Euler-Lagrange equations from a complex Lagrangian I'm looking for generalizations of the Euler-Lagrange equations that would be derived from a complex-valued Lagrangian density. I realize that “minimum” and “maximum” don't have obvious meaning for a complex-valued action, so am looking for E-L equations that correspond to (a) constant amplitude of the action, (b) constant phase of the action, or (c) both.
The papers I've found mostly avoid the issue by allowing complex valued field variables within the Lagrangian but ensuring that the Lagrangian itself is real-valued.
This paper might be relevant: Non-standard complex Lagrangian dynamics
Any advice will be welcome.
 A: If you have a complex action, you need to decide what you require to be stationary. It can be a) action provided its amplitude is constant; b) action provided its phase is constant; c) amplitude of the action; d) phase of the action; e) real part of the action, etc.
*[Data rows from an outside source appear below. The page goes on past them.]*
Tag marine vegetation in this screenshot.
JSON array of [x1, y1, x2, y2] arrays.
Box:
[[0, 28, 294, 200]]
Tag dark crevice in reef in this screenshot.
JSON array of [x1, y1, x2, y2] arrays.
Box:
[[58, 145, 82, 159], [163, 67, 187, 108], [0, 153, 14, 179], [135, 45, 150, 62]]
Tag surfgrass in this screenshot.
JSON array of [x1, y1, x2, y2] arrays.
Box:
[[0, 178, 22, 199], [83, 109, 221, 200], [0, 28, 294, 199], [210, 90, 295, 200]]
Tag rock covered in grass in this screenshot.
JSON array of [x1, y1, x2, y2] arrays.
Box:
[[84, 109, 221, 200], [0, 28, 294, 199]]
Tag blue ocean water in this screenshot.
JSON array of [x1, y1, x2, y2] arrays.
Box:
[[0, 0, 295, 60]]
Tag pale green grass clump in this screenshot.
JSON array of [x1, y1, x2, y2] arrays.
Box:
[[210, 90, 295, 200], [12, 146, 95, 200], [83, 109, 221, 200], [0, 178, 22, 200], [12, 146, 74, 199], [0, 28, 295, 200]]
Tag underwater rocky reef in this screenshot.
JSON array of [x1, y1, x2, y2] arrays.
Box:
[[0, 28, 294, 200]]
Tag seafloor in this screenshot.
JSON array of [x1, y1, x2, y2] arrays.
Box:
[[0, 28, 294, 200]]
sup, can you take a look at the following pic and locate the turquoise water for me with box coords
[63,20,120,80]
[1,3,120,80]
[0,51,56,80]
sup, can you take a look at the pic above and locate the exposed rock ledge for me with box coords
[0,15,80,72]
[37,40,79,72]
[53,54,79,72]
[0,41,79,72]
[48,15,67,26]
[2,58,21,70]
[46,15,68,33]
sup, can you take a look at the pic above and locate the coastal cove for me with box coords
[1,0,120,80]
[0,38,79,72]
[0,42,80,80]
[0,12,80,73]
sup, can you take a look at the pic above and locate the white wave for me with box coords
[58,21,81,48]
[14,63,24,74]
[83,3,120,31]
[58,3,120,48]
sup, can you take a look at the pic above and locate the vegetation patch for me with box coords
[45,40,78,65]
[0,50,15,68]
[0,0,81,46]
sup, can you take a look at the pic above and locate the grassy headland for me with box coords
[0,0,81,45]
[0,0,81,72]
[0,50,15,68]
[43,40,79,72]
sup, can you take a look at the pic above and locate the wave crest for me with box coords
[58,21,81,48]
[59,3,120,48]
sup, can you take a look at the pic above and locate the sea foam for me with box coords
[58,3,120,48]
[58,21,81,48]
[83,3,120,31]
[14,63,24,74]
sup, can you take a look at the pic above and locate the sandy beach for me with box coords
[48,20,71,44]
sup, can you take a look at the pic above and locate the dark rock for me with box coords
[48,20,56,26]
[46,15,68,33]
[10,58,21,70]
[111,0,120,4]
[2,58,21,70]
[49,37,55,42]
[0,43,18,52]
In each of these cases this is equivalent to requiring that some real action is stationary, for example, in case c) you can choose action equal to the amplitude of the "old" complex action.
So what happens if you require, say, that both the amplitude and the phase of the complex action are stationary? As each of these requirements is typically sufficient to get equations of motion, both of these requirements together typically yield an overdetermined system of equations. It is possible, however, that this overdetermined system is consistent and makes sense, but I cannot offer an example at the moment.
A: *

*A stationary action principle for a complex action $S_c=S_1+iS_2\in \mathbb{C}$ is equivalent to 2 real stationary action principles for the real and imaginary part, $S_1,S_2\in\mathbb{R} $. In other words, the EL equations for $S_c$ are precisely the EL equations for $S_1$ and the EL equations for $S_2$. It may be possible to organize the EL equations for $S_c$ as complex equations, especially if the Lagrangian is holomorphic.

*In the Feynman path integral $Z$, the action $S$ is real, at least in the Minkowskian formulation. However, when evaluating the semiclassical approximation via the method of steepest descent, one typically deforms the contour of integration into the complex plane, which may lead to complex contributions to $Z$. Stationary points in the complex plane may or may not have a straight-forward physical interpretation as solutions to the (analytic continued) EL equations.